Waar de financiële instellingen – begrijpelijk – zuchten onder de overdaad aan regels en rapportages, lijkt de buitenwereld hen nog steeds als profiteurs te beschouwen. In zijn speech van 18 mei 2016 noemde Andy Haldane, chief economist van de Bank of England, deze kloof tussen het zelfbeeld en het anderbeeld al ‘The Great Divide’. Inderdaad, we hebben inmiddels veel meer regels, maar daarmee is het gedrag nog niet voldoende veranderd.

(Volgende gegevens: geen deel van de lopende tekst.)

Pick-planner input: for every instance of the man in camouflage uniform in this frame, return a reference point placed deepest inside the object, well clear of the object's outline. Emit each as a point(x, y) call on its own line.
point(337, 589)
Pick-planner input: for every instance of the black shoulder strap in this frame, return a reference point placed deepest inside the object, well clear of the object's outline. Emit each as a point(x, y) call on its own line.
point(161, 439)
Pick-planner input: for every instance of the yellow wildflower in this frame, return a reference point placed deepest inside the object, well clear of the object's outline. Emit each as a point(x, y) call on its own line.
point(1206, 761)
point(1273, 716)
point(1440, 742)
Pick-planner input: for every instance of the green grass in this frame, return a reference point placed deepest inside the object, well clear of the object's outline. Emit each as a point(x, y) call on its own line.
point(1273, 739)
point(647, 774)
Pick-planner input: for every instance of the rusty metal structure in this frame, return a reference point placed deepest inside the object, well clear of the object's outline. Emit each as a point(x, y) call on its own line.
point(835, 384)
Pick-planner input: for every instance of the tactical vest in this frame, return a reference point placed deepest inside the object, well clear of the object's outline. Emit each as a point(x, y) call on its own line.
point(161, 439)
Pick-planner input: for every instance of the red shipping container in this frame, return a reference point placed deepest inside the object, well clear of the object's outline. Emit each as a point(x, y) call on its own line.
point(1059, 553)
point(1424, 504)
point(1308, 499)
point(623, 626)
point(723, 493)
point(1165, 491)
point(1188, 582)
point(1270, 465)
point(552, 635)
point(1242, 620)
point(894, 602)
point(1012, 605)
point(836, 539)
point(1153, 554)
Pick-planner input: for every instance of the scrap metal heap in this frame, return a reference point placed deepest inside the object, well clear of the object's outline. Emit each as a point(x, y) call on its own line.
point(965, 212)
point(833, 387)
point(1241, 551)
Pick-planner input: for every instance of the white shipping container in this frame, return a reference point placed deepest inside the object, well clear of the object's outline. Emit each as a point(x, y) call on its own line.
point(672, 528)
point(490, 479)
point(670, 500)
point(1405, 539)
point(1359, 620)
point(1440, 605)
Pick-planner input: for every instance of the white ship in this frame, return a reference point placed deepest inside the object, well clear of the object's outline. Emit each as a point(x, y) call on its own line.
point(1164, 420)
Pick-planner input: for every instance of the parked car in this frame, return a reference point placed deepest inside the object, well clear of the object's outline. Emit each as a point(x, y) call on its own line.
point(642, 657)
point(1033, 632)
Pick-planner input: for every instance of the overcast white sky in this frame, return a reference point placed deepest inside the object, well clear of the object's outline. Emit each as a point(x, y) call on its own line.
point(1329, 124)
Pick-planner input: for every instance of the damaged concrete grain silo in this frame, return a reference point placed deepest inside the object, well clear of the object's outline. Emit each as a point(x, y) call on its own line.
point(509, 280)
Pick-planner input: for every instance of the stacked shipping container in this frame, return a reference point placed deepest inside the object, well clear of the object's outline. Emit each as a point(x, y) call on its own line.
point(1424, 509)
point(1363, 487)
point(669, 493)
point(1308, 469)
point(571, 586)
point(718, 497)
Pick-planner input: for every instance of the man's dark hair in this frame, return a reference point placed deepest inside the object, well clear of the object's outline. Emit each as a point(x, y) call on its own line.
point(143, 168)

In de Londense City gaat het leven weer door als vanouds en ook op de Zuidas tiert de conjunctuur weer welig. De urgentie voor een andere houding neemt daardoor voor velen snel af en dat is zorgelijk.

Naast alle macro-economische factoren, waren er (minstens) drie institutionele factoren die de financiële sector deed loszingen van de rest van de economie. Ten eerste was er een overmatige specialisatie in de financiële dienstverlening. Mensen werden beloond voor het perfectioneren van een bepaald kunstje en kregen daar forse bonussen voor. Ze hadden geen idee wat hun werk aanrichtte in de buitenwereld: wie er voordeel van hadden en wie uiteindelijk de rekening betaalden. Wie daarover vragen stelde, werd als minder productief buitengesloten. Ten tweede waren teams homogeen van samenstelling. Medewerkers moesten concurreren met collega’s die sterk op hen leken, vanuit het idee dat op die manier het beste uit het ‘menselijk kapitaal’ werd gehaald. In termen van productie is dat misschien zo, maar in termen van eindresultaat is dat niet gebleken. Ten derde was er een ongezonde relatie tussen de financiële sector en de overheid. De roep om deregulering werd vaak gehonoreerd, zonder dat er betere regulering voor in de plaats kwam. Dit was te zien in fiscaal gedreven producten en gezamenlijke nationale lobby’s richting Europese instanties. De gevolgen hiervan voor de burger raakten buiten beeld. Naderhand eisten politici regels die lang niet allemaal effectief zijn. Externe toezichthouders kwamen knel te zitten tussen politieke vereisten en effectief toezicht.

De agenda voor verandering tekent zich af. Ten eerste is het van belang dat medewerkers verder kijken dan hun eigen werk. Grotere teamopdrachten maken hen bewust van wat ze eigenlijk aanrichten, dan wel bijdragen. Ook frequenter contact met de uiteindelijke klanten, bijvoorbeeld pensioenontvangers, kan hierbij helpen. Meer feedback vanuit de buitendienst en klantenservice naar de binnendiensten kan hieraan bijdragen. Ten tweede kunnen teams meer divers worden samengesteld, zodat er meer tegenkrachten ontstaan. Wijsheden over countervailing power zijn immers niet alleen nuttig voor in de boardroom, maar ook op de werkvloer. Diversiteit op de werkvloer kan de kans op ontsporing verkleinen. Ten derde kan de overheid minder meewaaien met de politieke wind en op zinvolle wijze de werking van markten reguleren.

Van essentieel belang is de consistentie tussen praten en doen. Er is te veel gratis geleuter in post-crisis jargon. Transparantie, klant centraal, duurzaamheid, vertrouwen … we kunnen er een bullshitbingo van maken. De burger heeft er niets aan: die wil geloofwaardige verbetering zien. Aan de bak!

Fieke van der Lecq is econoom. Zij werkt als deeltijdhoogleraar, intern toezichthouder en adviseur in de financiële sector.

Deze column is gepubliceerd in Management Scope 08 2016.